To be customer-centric, pop the bubble of institutionalised arrogance
Tesco’s Chief Customer Officer Alessandra Bellini says customer-centricity requires a broader focus than marketing noting: “It is about really having the courage of listening to customers and looking brutally at the reality of what they say.” Obvious in principle, but it’s the culture shift that’s the kicker. The fact that Tesco’s top marketer is a Chief Customer Officer sends a signal internally that the role transcends traditional functional silos, and this is critical to success.
Key points:
- Tesco’s head of marketing is a Chief Customer Officer
- She believes putting customers at the heart of the business requires an oversight of multiple areas within the business
- For big companies, a culture of humility is critical to be able to listen to customers
- Keeping the drivers of brand performance together drives results
- When customers, not results, are the central focus, innovation follows
- Big retailers need to understand and respect the high touch relationship they have with customers if they want to leverage it
Everyone wants to put the customer at the heart of their business. But for big powerful incumbent players it always means evolving culture – popping the bubble of institutionalised arrogance and the focus on financial KPIs as an end in themselves, rather than a biproduct of valued customer relationships. This mindset shift is profound and places the emphasis on customer insight as the driver of competitive advantage.
A healthy brand “only works if all of it works” across the marketing team making the customer promise, and the whole business delivering and exceeding that promise. In big retail it’s complex to achieve this alignment of purpose, thinking and effort. But the brand can’t be strong, differentiated and vibrant without it.

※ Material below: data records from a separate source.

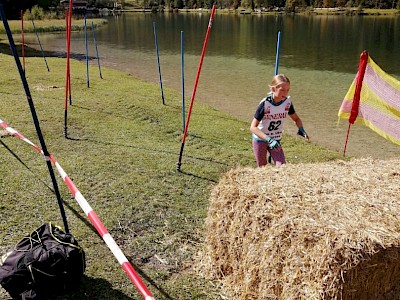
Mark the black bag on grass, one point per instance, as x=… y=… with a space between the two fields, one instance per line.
x=45 y=263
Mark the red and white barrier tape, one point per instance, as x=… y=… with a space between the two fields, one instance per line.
x=94 y=219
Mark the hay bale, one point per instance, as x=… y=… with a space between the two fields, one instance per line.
x=307 y=231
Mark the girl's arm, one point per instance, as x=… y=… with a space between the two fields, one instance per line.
x=254 y=129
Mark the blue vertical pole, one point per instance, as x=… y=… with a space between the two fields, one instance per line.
x=158 y=61
x=87 y=54
x=183 y=82
x=40 y=44
x=97 y=51
x=278 y=49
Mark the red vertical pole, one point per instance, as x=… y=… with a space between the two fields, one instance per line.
x=178 y=164
x=68 y=19
x=23 y=40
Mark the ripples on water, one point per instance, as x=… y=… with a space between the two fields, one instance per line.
x=239 y=65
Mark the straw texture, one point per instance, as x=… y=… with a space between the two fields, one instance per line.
x=306 y=231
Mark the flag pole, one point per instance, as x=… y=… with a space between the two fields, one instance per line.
x=357 y=94
x=87 y=52
x=278 y=49
x=183 y=81
x=179 y=163
x=34 y=115
x=97 y=51
x=158 y=61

The less obvious point here is that brands need to think about the role they play in peoples’ lives, and how frequently people interact with them.
Some sectors are inherently low touch – think energy companies and other utilities – which brings its own challenges around what it takes to build some kind of customer connection. In these sectors, customers have been encouraged to remove interactions in pursuit of “simplicity” (and cost reduction).
But brands in the grocery and convenience sector interact with customers daily. This frequency of interaction has a couple of implications. To earn the right be a valued part of everyday life puts customer-centricity as the core mindset of the business. Your brand strategy must be built on well-defined drivers of customer value, and customer insights and data need to be a powerful voice at the top table.
Knowing what matters isn’t sufficient either. The ability to respond to, or ideally anticipate, customer needs in unexpected and differentiated ways is central to sustainable brand health. When your customers rely on you every day in way they can’t on competitors, then you’re where you want to be.